All of which must be done before the pickup- and all of which must be included in the RPO calculation because the synchronisation point being sent offsite depends on backups that were started very near to the start of these activities. So: a recovered service, after a restore from one of these daily backups, will be very likely to start up as at the end of the online day perhaps 13 or so hours or more, before the restored tapes were driven away from the Production data centre.
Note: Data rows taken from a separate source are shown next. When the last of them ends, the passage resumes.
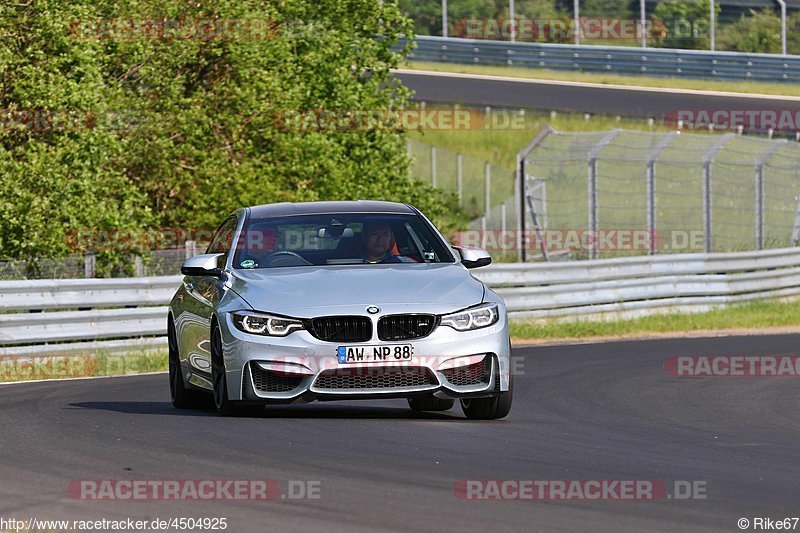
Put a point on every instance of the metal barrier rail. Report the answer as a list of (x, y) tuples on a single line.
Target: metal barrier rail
[(659, 62), (617, 287)]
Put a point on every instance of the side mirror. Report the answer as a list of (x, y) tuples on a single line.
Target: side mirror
[(202, 265), (473, 257)]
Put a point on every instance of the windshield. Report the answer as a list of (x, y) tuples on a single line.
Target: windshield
[(338, 239)]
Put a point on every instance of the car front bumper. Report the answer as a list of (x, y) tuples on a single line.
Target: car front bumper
[(301, 368)]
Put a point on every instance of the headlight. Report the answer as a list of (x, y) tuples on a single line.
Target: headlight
[(264, 324), (473, 318)]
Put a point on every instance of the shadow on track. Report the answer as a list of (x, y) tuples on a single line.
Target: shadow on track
[(310, 411)]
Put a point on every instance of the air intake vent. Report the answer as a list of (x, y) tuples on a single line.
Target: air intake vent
[(375, 378), (270, 381), (474, 374)]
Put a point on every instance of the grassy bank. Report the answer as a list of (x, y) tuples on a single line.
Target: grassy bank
[(500, 146), (750, 87), (751, 316)]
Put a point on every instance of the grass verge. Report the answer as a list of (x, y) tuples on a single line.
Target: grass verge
[(750, 87), (500, 146), (750, 316), (81, 365)]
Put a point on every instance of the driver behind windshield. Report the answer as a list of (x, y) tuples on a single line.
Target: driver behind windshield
[(378, 243)]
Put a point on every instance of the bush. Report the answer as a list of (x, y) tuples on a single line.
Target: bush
[(760, 32), (683, 24)]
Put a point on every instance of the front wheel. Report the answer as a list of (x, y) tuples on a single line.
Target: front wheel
[(491, 408), (219, 379), (182, 398)]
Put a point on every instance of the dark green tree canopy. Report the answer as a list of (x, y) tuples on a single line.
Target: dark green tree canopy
[(165, 122)]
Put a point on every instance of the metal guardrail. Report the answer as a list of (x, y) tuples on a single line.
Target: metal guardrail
[(659, 62), (619, 287)]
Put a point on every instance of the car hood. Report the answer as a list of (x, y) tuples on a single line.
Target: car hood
[(309, 291)]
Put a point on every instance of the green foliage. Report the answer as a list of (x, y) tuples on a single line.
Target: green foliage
[(684, 24), (178, 132), (760, 32), (618, 9)]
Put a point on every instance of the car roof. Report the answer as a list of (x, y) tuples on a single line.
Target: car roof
[(320, 208)]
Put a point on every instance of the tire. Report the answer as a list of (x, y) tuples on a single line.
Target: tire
[(219, 378), (430, 403), (182, 398), (491, 408)]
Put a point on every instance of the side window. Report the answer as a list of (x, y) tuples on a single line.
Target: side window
[(223, 238)]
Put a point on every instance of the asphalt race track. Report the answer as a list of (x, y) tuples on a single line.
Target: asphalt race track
[(606, 411), (560, 96)]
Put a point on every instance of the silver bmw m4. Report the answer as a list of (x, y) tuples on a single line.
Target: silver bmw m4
[(297, 302)]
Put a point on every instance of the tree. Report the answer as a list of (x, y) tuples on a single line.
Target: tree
[(760, 32), (685, 24), (185, 118)]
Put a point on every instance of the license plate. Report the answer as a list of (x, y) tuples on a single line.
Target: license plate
[(386, 353)]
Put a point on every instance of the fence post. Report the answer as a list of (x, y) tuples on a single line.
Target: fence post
[(487, 186), (592, 208), (519, 187), (708, 158), (760, 162), (651, 190), (433, 166), (592, 156), (460, 179), (89, 265)]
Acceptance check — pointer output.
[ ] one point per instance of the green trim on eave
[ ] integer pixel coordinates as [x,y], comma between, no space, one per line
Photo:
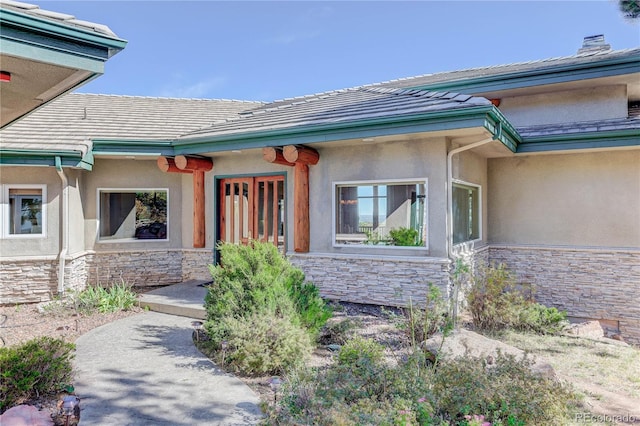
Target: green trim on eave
[538,77]
[480,116]
[125,147]
[27,157]
[61,30]
[591,140]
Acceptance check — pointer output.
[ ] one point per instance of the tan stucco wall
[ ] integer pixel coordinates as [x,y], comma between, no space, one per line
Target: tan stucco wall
[50,244]
[131,174]
[567,106]
[582,199]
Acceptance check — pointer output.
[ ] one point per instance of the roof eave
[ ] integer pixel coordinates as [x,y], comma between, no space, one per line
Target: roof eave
[479,116]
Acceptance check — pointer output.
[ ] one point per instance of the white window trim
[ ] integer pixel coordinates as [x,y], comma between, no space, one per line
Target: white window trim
[480,217]
[6,214]
[334,186]
[128,240]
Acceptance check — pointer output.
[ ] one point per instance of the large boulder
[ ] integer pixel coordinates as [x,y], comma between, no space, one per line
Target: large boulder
[464,342]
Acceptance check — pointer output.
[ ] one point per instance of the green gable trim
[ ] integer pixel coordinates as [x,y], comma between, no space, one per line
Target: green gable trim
[483,116]
[33,29]
[594,140]
[540,76]
[26,157]
[127,147]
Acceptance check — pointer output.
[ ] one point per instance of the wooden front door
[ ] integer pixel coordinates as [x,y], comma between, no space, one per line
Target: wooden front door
[252,208]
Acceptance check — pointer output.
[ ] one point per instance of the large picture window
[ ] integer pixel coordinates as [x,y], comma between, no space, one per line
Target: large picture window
[381,213]
[466,212]
[25,214]
[133,214]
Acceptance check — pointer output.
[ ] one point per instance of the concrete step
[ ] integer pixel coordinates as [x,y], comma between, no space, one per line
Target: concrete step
[184,299]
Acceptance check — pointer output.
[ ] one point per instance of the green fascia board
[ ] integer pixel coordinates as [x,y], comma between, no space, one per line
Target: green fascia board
[530,78]
[384,126]
[127,147]
[594,140]
[39,27]
[20,157]
[55,57]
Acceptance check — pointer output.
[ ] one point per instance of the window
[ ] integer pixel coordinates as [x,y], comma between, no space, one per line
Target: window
[381,213]
[133,214]
[466,212]
[25,210]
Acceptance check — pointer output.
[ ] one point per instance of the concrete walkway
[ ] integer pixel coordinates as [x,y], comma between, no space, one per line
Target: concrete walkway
[145,370]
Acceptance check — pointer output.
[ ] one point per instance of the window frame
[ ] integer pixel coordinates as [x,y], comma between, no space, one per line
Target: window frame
[102,240]
[459,183]
[334,194]
[5,217]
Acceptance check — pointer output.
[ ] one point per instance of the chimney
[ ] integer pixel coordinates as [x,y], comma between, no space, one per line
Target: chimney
[593,44]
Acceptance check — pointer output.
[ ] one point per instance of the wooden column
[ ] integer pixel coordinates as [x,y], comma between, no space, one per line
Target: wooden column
[199,217]
[196,166]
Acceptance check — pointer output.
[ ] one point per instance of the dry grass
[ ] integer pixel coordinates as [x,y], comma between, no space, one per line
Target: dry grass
[605,372]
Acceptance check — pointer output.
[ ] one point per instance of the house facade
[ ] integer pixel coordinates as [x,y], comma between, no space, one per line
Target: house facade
[373,191]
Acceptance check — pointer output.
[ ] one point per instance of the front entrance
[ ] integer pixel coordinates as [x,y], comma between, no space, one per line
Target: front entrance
[252,208]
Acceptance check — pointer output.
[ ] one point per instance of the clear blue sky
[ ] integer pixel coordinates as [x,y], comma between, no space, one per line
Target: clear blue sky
[273,50]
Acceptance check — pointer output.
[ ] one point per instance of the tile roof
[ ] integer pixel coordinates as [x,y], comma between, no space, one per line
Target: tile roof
[73,120]
[341,106]
[62,18]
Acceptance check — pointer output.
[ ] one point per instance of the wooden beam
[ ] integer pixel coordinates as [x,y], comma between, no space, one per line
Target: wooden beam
[199,234]
[301,208]
[300,154]
[168,165]
[185,162]
[274,155]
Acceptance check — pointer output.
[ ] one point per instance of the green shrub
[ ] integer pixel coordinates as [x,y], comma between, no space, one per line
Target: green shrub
[263,343]
[118,297]
[38,367]
[506,393]
[405,237]
[434,317]
[256,277]
[495,303]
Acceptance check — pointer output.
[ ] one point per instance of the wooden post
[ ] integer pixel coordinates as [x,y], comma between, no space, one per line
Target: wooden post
[199,218]
[301,208]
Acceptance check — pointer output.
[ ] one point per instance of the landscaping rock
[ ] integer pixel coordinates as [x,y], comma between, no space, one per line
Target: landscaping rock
[25,415]
[464,342]
[589,329]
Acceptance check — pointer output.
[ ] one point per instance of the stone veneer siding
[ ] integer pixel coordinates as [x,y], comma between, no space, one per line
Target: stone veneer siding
[35,280]
[195,264]
[382,280]
[30,280]
[588,283]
Against this background, suppose that a Major Incident occurs just before an offsiting pick up (worst case) and as always the assumption is "total site loss, instantly"- so the prepared backups never leave the site. In this case the RPO is set to 48 hours- only twice the normal offsiting cycle. As it happens, on this occasion pickups have been regular for a while and you might make the mistake of thinking that because two offsiting operations have occurred within the RPO period noted above, you have two sets of tapes you might be able to use and still be within the RPO. This is not the case- the earlier set of tapes will produce a recovered service as at a recovery point that is much older than it needs to be to meet the 48 hour RPO. In this example perhaps 12 or 13 hours over that time. In this example, consider the effect of the latest set of offsited tapes being rendered useless by a critically defective tape in the set (perhaps a 5-10% chance?)- as you can see by the example above, you can now NOT meet the RPO at all. Tape capacity is increasing all the time- fewer tapes mean that individual tape defects damage more backed up data.
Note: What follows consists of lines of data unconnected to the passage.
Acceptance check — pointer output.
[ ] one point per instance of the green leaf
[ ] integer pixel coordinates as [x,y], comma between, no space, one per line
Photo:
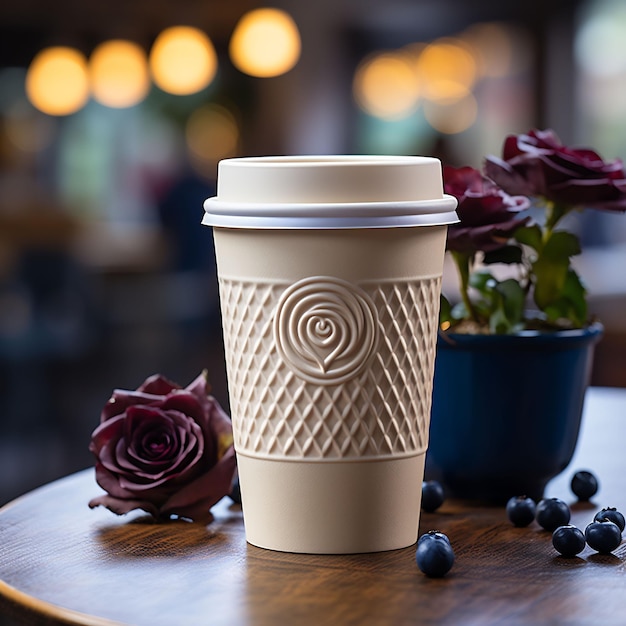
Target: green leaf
[506,254]
[498,322]
[459,311]
[445,310]
[552,269]
[513,300]
[530,236]
[483,281]
[561,245]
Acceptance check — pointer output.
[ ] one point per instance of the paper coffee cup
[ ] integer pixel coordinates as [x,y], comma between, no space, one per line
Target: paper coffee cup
[329,274]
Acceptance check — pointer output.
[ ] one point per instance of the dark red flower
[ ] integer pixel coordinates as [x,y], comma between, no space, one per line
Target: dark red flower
[537,164]
[488,215]
[163,449]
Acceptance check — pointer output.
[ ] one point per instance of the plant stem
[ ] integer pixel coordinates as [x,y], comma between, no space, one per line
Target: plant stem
[463,262]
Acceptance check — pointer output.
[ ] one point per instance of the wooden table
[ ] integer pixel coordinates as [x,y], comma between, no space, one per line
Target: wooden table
[61,562]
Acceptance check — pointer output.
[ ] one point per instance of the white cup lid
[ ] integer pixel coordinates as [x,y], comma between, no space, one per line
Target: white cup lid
[329,192]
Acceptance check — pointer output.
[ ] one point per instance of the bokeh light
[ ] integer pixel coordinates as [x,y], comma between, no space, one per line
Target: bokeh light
[600,44]
[183,60]
[212,133]
[447,70]
[265,43]
[119,73]
[57,81]
[386,86]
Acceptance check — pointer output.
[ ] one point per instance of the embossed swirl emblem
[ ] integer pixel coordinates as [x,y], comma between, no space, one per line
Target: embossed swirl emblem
[325,329]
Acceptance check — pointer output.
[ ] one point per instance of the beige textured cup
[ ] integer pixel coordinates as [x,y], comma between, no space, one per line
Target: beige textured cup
[329,275]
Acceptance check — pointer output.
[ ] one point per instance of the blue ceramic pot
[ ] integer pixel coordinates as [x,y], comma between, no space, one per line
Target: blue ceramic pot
[506,410]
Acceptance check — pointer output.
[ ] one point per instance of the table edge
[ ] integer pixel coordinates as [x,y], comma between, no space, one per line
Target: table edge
[24,602]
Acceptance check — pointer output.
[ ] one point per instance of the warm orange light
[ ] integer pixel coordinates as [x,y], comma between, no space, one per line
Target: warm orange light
[183,60]
[212,134]
[119,73]
[57,81]
[448,70]
[386,86]
[265,43]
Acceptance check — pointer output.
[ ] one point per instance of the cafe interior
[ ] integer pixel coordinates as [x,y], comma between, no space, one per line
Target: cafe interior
[114,115]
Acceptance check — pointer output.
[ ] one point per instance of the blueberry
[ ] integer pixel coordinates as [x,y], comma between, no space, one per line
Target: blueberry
[613,515]
[603,536]
[437,534]
[584,485]
[568,540]
[521,510]
[552,513]
[235,491]
[432,495]
[434,555]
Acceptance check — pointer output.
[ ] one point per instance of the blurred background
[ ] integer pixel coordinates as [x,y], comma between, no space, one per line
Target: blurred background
[113,116]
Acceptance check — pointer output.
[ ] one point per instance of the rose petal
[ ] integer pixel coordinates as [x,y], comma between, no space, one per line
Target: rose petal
[121,506]
[158,385]
[195,499]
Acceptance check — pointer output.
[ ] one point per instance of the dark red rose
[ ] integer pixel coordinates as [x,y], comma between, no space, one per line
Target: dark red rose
[164,449]
[488,215]
[537,164]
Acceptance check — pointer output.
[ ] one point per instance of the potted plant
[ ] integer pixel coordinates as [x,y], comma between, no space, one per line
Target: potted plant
[514,353]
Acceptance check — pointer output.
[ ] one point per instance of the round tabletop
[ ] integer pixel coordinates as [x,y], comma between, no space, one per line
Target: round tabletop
[61,562]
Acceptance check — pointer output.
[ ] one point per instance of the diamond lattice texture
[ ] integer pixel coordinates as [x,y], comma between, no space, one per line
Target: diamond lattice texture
[383,411]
To complete the picture, the RTO is noted above too. In this case the service was recovered well before the RTO limit was hit. It is however interesting to contemplate the fact that in this example the RTO does NOT start just after the Major Incident. In this example, as often there is in reality, there is seemingly too much delay. A quick decision to go to invocation of the ITSC Plan is always the best decision; in principle... The rule in setting an RTO should be that the RTO is the longest period of time the business can do without the IT Service in question. On the back of this appropriately economic decisions must be taken at the design stage about how the IT Service is built and run. It must be allowed however that some time has to be spent in making the decision to invoke the ITSC Plan, this decision time is an unknown variable- remember too there are often quite large sums of money spent immediately the decision to invoke is taken- staff being called in for extended periods of 24 hour working cover and large fees charged by some recovery service providers. In the example, there is the almost inevitable fudge that the RTO is set to the maximum time the business can do without the service whilst knowing full well that there is very likely to be a period of decision making before it.


1 comments:

What is RTO and RPO said...

Thanks for sharing all concepts of AWS Disaster Recovery. Also you nicely explained what is RTO and RPO.